Around 1600, the Cretan painters returned to the 15th century archetypes. Italian influence was reduced and western patterns were transformed into Byzantine schemes.
Candia was the first town the Venetians conquered in Crete, and it was the last city they left when it fell to the Ottoman Turks 450 years later, after a fierce resistance that lasted 21 years until 1669.
The fall of Candia brought an abrupt end to this flourishing cultural life in Crete, and the masters moved with their work to the Ionian Islands and Venice. But the tradition of icon-writing which was at its height in Saint Catherine’s, continued after the Turkish occupation of Crete. These later icons included works from the Monastery of Saint John the Theologian in Anopolis, from 1670 until the early 18th century, including the Birth of Saint John the Baptist, the Execution of Saint John the Baptist, the Tree of Jesse, which is clearly inspired by Damaskinos, and Saint John the Theologian and Prochoros in the cave of the Apocalypse in Patmos.
However, the Church of Saint Catherine of Sinai, once part of the largest richest monastery on Crete, was stripped of its icons and relics and was turned into a mosque, named the Zoulfikiar Ali Tzamisi, although it was known popularly as Haghia Katerina Djamé.

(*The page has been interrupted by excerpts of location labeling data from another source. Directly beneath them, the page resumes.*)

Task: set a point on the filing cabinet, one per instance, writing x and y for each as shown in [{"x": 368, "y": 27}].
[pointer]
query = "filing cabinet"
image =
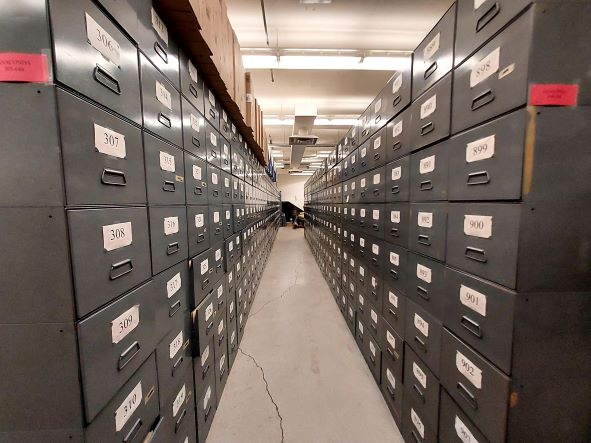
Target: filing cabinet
[
  {"x": 433, "y": 58},
  {"x": 161, "y": 104}
]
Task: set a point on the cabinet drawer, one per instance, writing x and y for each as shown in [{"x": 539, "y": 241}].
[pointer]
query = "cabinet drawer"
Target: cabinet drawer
[{"x": 483, "y": 240}]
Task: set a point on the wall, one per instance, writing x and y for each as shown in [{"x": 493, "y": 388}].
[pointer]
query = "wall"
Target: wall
[{"x": 292, "y": 188}]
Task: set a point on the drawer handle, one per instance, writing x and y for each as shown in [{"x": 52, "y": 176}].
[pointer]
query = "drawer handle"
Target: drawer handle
[
  {"x": 476, "y": 254},
  {"x": 419, "y": 392},
  {"x": 177, "y": 425},
  {"x": 474, "y": 178},
  {"x": 424, "y": 240},
  {"x": 430, "y": 70},
  {"x": 423, "y": 293},
  {"x": 468, "y": 396},
  {"x": 106, "y": 79},
  {"x": 471, "y": 326},
  {"x": 168, "y": 186},
  {"x": 173, "y": 248},
  {"x": 127, "y": 355},
  {"x": 113, "y": 177},
  {"x": 426, "y": 185},
  {"x": 426, "y": 129},
  {"x": 133, "y": 432},
  {"x": 482, "y": 99},
  {"x": 488, "y": 15},
  {"x": 164, "y": 120},
  {"x": 174, "y": 308},
  {"x": 161, "y": 52},
  {"x": 120, "y": 269}
]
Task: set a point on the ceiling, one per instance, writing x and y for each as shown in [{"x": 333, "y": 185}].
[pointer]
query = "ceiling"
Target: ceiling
[{"x": 397, "y": 25}]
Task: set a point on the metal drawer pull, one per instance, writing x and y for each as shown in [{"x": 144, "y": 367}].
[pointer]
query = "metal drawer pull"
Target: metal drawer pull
[
  {"x": 426, "y": 185},
  {"x": 489, "y": 14},
  {"x": 133, "y": 432},
  {"x": 106, "y": 79},
  {"x": 478, "y": 178},
  {"x": 468, "y": 396},
  {"x": 426, "y": 129},
  {"x": 471, "y": 326},
  {"x": 120, "y": 269},
  {"x": 113, "y": 177},
  {"x": 430, "y": 70},
  {"x": 482, "y": 99},
  {"x": 476, "y": 254},
  {"x": 161, "y": 52},
  {"x": 424, "y": 240},
  {"x": 127, "y": 355}
]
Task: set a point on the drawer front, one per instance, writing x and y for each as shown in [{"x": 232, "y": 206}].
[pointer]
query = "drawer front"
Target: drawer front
[
  {"x": 483, "y": 239},
  {"x": 173, "y": 359},
  {"x": 168, "y": 236},
  {"x": 454, "y": 424},
  {"x": 396, "y": 227},
  {"x": 422, "y": 387},
  {"x": 193, "y": 130},
  {"x": 191, "y": 82},
  {"x": 112, "y": 79},
  {"x": 398, "y": 180},
  {"x": 156, "y": 43},
  {"x": 110, "y": 169},
  {"x": 487, "y": 161},
  {"x": 479, "y": 97},
  {"x": 423, "y": 334},
  {"x": 195, "y": 180},
  {"x": 398, "y": 136},
  {"x": 481, "y": 314},
  {"x": 428, "y": 176},
  {"x": 430, "y": 120},
  {"x": 427, "y": 229},
  {"x": 433, "y": 58},
  {"x": 141, "y": 392},
  {"x": 110, "y": 253},
  {"x": 165, "y": 181},
  {"x": 481, "y": 390},
  {"x": 426, "y": 283},
  {"x": 114, "y": 343},
  {"x": 161, "y": 104},
  {"x": 393, "y": 308}
]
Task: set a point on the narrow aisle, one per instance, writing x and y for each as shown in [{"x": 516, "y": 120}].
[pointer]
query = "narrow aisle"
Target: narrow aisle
[{"x": 299, "y": 373}]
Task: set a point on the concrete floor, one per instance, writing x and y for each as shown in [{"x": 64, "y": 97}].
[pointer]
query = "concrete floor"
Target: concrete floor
[{"x": 299, "y": 376}]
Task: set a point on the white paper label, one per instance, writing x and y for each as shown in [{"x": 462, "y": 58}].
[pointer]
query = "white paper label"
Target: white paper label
[
  {"x": 417, "y": 422},
  {"x": 109, "y": 142},
  {"x": 173, "y": 285},
  {"x": 427, "y": 164},
  {"x": 425, "y": 219},
  {"x": 431, "y": 48},
  {"x": 469, "y": 370},
  {"x": 394, "y": 259},
  {"x": 159, "y": 26},
  {"x": 163, "y": 95},
  {"x": 204, "y": 266},
  {"x": 419, "y": 375},
  {"x": 429, "y": 107},
  {"x": 178, "y": 401},
  {"x": 480, "y": 149},
  {"x": 102, "y": 41},
  {"x": 167, "y": 162},
  {"x": 421, "y": 325},
  {"x": 486, "y": 67},
  {"x": 128, "y": 407},
  {"x": 478, "y": 225},
  {"x": 117, "y": 236},
  {"x": 175, "y": 345}
]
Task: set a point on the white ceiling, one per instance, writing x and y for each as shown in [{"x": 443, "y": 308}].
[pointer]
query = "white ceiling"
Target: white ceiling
[{"x": 343, "y": 24}]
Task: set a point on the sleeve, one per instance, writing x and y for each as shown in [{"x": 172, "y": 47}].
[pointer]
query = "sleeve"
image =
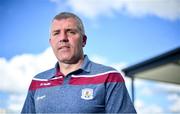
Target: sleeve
[
  {"x": 117, "y": 97},
  {"x": 29, "y": 105}
]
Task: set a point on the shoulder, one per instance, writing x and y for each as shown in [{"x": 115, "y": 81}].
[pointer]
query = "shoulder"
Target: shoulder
[
  {"x": 100, "y": 68},
  {"x": 46, "y": 74}
]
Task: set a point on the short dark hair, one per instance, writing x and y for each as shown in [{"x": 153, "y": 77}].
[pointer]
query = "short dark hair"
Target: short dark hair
[{"x": 65, "y": 15}]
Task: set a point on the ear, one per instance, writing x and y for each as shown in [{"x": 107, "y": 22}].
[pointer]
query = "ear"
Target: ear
[{"x": 84, "y": 40}]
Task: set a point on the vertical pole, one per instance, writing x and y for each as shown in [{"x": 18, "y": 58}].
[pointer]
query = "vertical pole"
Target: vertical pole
[{"x": 132, "y": 88}]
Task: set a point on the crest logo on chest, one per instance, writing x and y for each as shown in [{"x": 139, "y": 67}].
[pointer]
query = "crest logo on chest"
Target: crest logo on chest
[{"x": 87, "y": 94}]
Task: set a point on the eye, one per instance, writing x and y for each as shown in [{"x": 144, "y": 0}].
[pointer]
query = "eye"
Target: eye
[
  {"x": 71, "y": 32},
  {"x": 56, "y": 33}
]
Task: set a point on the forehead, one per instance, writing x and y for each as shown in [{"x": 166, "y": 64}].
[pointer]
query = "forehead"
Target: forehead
[{"x": 64, "y": 23}]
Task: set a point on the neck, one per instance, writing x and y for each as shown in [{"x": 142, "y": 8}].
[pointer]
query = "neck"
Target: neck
[{"x": 67, "y": 68}]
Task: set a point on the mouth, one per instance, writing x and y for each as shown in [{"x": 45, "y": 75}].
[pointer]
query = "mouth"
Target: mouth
[{"x": 63, "y": 47}]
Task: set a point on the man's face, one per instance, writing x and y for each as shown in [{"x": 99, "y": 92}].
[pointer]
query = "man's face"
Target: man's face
[{"x": 66, "y": 41}]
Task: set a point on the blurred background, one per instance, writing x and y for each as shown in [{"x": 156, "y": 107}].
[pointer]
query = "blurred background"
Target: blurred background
[{"x": 120, "y": 33}]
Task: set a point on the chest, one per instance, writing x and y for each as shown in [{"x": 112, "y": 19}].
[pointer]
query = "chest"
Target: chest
[{"x": 71, "y": 98}]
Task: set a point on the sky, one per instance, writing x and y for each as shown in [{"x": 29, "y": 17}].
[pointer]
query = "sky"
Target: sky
[{"x": 120, "y": 33}]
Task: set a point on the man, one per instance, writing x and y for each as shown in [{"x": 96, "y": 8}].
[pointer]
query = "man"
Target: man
[{"x": 76, "y": 84}]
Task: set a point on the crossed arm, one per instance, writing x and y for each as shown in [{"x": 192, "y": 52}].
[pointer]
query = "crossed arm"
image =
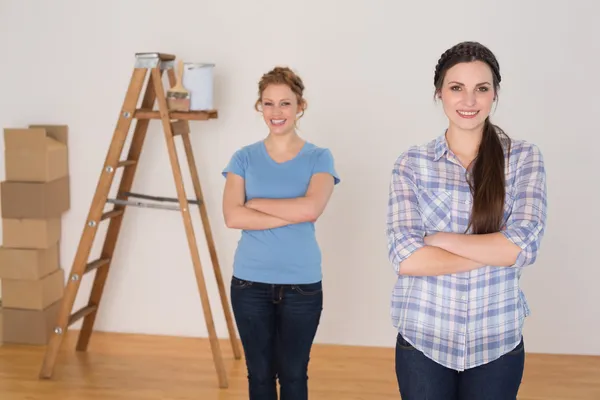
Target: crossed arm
[
  {"x": 413, "y": 253},
  {"x": 259, "y": 214}
]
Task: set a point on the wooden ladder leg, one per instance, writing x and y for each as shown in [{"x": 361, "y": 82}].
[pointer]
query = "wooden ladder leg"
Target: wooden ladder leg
[
  {"x": 208, "y": 232},
  {"x": 211, "y": 246},
  {"x": 80, "y": 264},
  {"x": 185, "y": 212},
  {"x": 114, "y": 226}
]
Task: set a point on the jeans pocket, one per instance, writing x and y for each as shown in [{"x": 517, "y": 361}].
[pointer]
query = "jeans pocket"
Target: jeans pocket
[
  {"x": 401, "y": 343},
  {"x": 309, "y": 289},
  {"x": 519, "y": 349},
  {"x": 237, "y": 283}
]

During the Turkish occupation, the people of Iraklion knew their city as Magalo Kastro (‘the Great Castle’). For many decades, the Church of Saint Mathew, another dependency of Mount Sinai, was the only Orthodox church to survive in Iraklion until the small Church of Saint Menas opened in 1739.
A new museum
The mosque at Saint Catherine’s was abandoned a few months after Crete was officially united with the modern Greek state in 1913, and in 1919 a decree was issued to return it to use as a church. From 1922 to 1935, it sheltered refugees who had arrived from Western Turkey, and by World War II it was in ruins. The Nazi occupiers used it as a machinery depot, petrol warehouse and car repair shop.
A Byzantine museum was housed in the church from the 1960s, but this closed in 2007. A new, modern museum was designed, with support from the Greek Ministry of Culture, and opened as the Museum of Christian Art in June 2015. Today, this is a showpiece museum, providing a complete picture of Church art and architecture in Crete from the 13th to the 17th century, and the collection in the museum spans a period up to the late 19th century.
But the church continues to function as a dedicated church, and the Divine Liturgy is celebrated twice a year in the Chapel of All Enlightened Saints of Crete in the north transept, on the first Sunday in July, when these saints are commemorated, and on 25 November, the feast day of Saint Catherine of Mount Sinai.
Canon Patrick Comerford is Priest-in-Charge, the Rathkeale and Kilnaughtin Group of Parishes. This feature was published in the ‘Church Review’ (Dublin and Glendalough) and the ‘Diocesan Magazine’ (Cashel, Ferns and Ossory), in September 2017.